Created 03-27-2017 02:08 PM
Hello everybody,
I have a big file in HDFS (~20Gb) on which I usually execute a MapReduce job. Around 170 mappers are created. The InputFormat used is a FileInputFormat.
Now I would like to execute the MapReduce job only on a part of the file (for example, the first 40Mb of the file).
Is there a simple way to perform this?
Thanks for your help.
Created 03-29-2017 07:46 AM
Hello all,
Thanks @ssingla and @Umair Khan for your answers.
Finally, I found a solution consisting of deriving the `FileInputFormat` class and overriding the `getSplits` method in order to get only the splits corresponding to the wanted part of the HDFS file.
In this method, I call the super class to get the splits generated by the `InputFileFormat` class. Thanks to the configuration of the job, I manage to get some information like the beginning of the HDFS file and the end of the HDFS file I wanted to read. Finally, the beginning and the end of all splits get from the `getSPlits` method of the super class are compared to the previous information and returned if they match the the wanted part of the HDFS file.
Created 03-27-2017 09:20 PM
Try something like:
hadoop fs -cat /path_to_hdfs_file/test.csv | head -c 40000000
Created 03-28-2017 12:14 AM
I would recommend to split up the file and then the MR job of yours on each of the file.
Created 03-29-2017 07:46 AM
Hello all,
Thanks @ssingla and @Umair Khan for your answers.
Finally, I found a solution consisting of deriving the `FileInputFormat` class and overriding the `getSplits` method in order to get only the splits corresponding to the wanted part of the HDFS file.

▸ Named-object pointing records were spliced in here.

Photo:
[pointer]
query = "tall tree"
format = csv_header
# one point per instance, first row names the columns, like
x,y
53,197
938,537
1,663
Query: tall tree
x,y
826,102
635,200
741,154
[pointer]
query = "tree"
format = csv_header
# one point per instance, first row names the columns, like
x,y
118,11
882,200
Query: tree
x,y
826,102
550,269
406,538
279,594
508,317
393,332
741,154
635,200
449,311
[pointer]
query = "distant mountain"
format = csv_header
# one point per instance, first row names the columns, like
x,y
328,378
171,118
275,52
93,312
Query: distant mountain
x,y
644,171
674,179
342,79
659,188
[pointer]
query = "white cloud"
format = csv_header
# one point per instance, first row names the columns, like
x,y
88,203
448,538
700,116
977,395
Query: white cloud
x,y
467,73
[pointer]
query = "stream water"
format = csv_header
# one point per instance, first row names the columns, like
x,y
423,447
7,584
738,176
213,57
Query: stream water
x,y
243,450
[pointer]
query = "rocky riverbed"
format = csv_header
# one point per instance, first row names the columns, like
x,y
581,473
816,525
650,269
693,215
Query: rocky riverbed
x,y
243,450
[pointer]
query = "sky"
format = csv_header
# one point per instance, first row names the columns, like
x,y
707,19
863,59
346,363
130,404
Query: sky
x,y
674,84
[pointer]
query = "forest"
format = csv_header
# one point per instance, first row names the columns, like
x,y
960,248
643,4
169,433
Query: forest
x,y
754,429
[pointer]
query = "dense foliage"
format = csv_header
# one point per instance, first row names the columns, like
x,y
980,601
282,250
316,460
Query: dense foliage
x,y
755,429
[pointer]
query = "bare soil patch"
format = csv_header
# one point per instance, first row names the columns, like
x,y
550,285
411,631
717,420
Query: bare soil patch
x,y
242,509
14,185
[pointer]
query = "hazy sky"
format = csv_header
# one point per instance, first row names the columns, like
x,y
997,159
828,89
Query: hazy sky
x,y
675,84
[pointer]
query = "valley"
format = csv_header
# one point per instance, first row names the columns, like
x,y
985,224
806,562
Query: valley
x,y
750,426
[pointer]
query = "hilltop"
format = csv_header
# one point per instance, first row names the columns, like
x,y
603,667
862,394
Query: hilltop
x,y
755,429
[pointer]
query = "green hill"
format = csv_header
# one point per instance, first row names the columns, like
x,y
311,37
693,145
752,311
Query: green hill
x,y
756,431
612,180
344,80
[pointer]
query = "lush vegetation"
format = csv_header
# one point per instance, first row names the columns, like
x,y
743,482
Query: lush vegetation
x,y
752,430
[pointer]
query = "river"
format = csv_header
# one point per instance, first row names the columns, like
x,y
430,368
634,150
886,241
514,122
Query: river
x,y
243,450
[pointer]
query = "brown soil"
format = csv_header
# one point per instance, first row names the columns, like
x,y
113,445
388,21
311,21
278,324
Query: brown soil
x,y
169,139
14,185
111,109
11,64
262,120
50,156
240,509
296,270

In this method, I call the super class to get the splits generated by the `InputFileFormat` class. Thanks to the configuration of the job, I manage to get some information like the beginning of the HDFS file and the end of the HDFS file I wanted to read. Finally, the beginning and the end of all splits get from the `getSPlits` method of the super class are compared to the previous information and returned if they match the the wanted part of the HDFS file.